Today’s lesson from Zechariah is to find some silence amid the noisiness of the season. It’s almost a cliche line. But it is a noisy season… It’s a noisy life. I would never get trapped in the bathroom without my tiny pocket computer that plays movies, and I guess would let me call for help. I have these cute little bone-conducting headphones, so I can be listening to something constantly, which I kind of do all the time, and still hear what’s going on in the world around me so no one can sneak up on me, as I’m sure they did to Zechariah and his friends thought it was hilarious.

And it isn’t just noisy, it is busy.
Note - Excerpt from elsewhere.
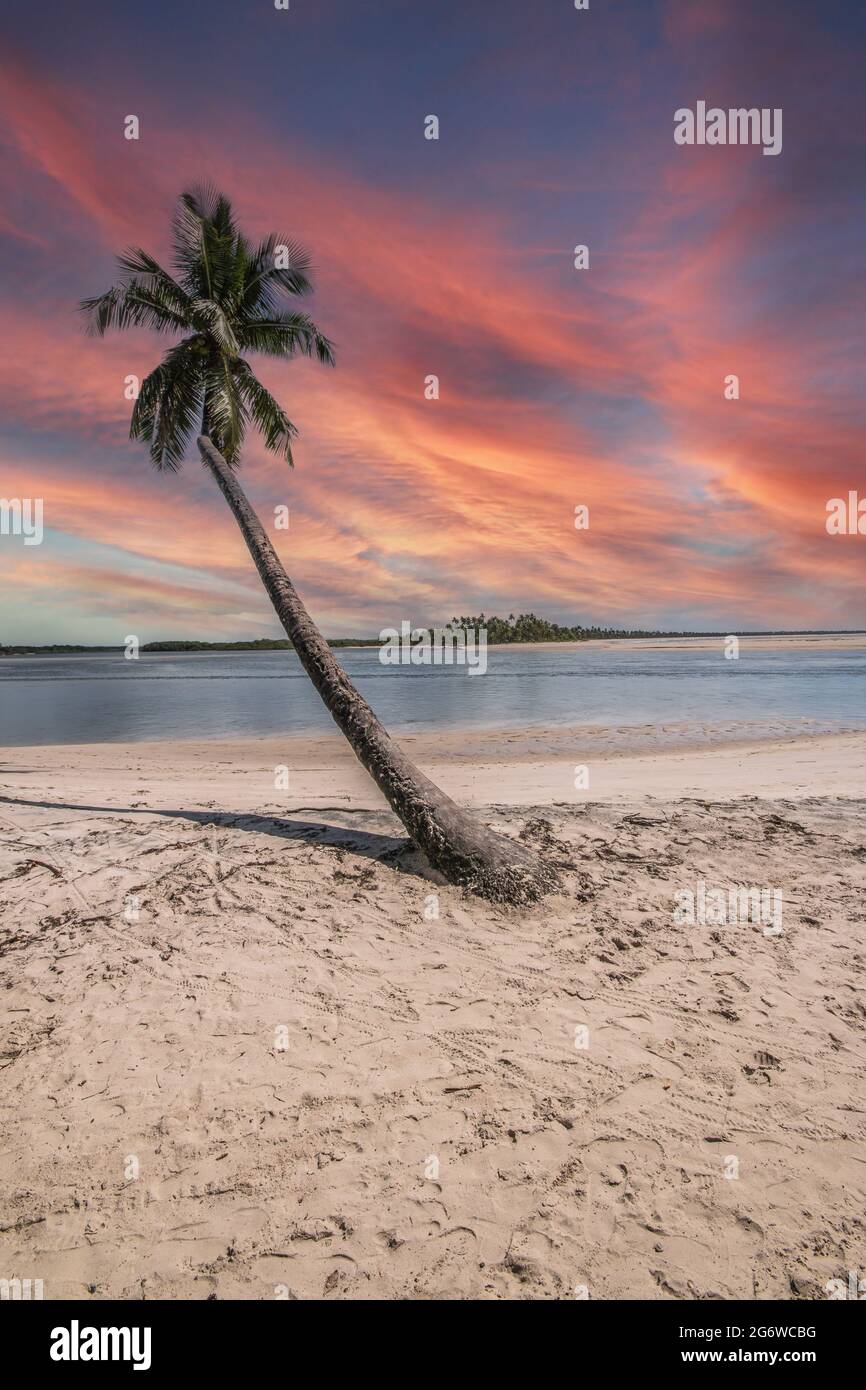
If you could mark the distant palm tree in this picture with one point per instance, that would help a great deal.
(225, 298)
I decided to try this calendar where you put all of your tasks in and then the calendar program fits it into your week. The number of times this calendar program has told me that it has filled my day and there are still 15 tasks that cannot fit into the day, every day, and one of those things is the one self-care thing I had, it’s a little overwhelming.

And that is just for me and Kelly, and mostly just me. When there are kids with practices and grandkids with games and everyone in the house drinks at different kind of milk, and no one goes to the same school, how do you rest? How do you find your place and the narrative of God and the story of this world if you cannot pause in the silence for the revelation? If you are so busy going how do you step back and see?

Because each of us are part of the story of God, part of The Narrative of Christ comes to earth, a woven mess of a beautiful tapestry. Each one of us is called. It might be your work or your life’s work of how you give how you love how you be in Ministry to the world loving the world.

So yes, I wonder if we can find some time of quiet this season, to teach ourselves, our young people, our neighbors overwhelmed with noise to feel the discomfort of the silence until we find peace in the silence. Advent is our waiting on Christ to return, but maybe Christ is waiting on us in the quiet to reveal where God has always been, our place in God’s world, the importance of rest. Until we receive the revelation, until we find our place in the story of the God who comes to earth to live with us, and calls us to live in this earth to love it.

 

Canticle of Zechariah Hymnal #733 Luke 1:68-79
Sung Response You will have joy and gladness

Blessed be the Sovereign God of Israel,
   Who has looked favorable on the people and redeemed them.
God has raided up a mighty savior for us
   in the house of God’s servant David;
as God spoke through the mouth of the holy prophets from of old,
   what we would be saved from our enemies
   and from the hand of all who hate us.

You will have joy and gladness

Thus God has shown the mercy promised to our ancestors,
and has remembered God’s holy covenant,
   the oath that God swore to our ancestor Abraham.
to grant us that we,
being rescued from the hands of our enemies
   might serve God without fear in holiness and righteousness
   before God all our days.

You will have joy and gladness

And you, child, will be called the prophet of the Most High,
   for you will go before God
   to prepare God’s ways;
to give knowledge of salvation to the people
   by the forgiveness of their sins.
By the tender mercy of our God
   the dawn from on high will break upon us,
to give light to those who sit in night
and in the shadow of death,
   to guide our feet into the way of peace.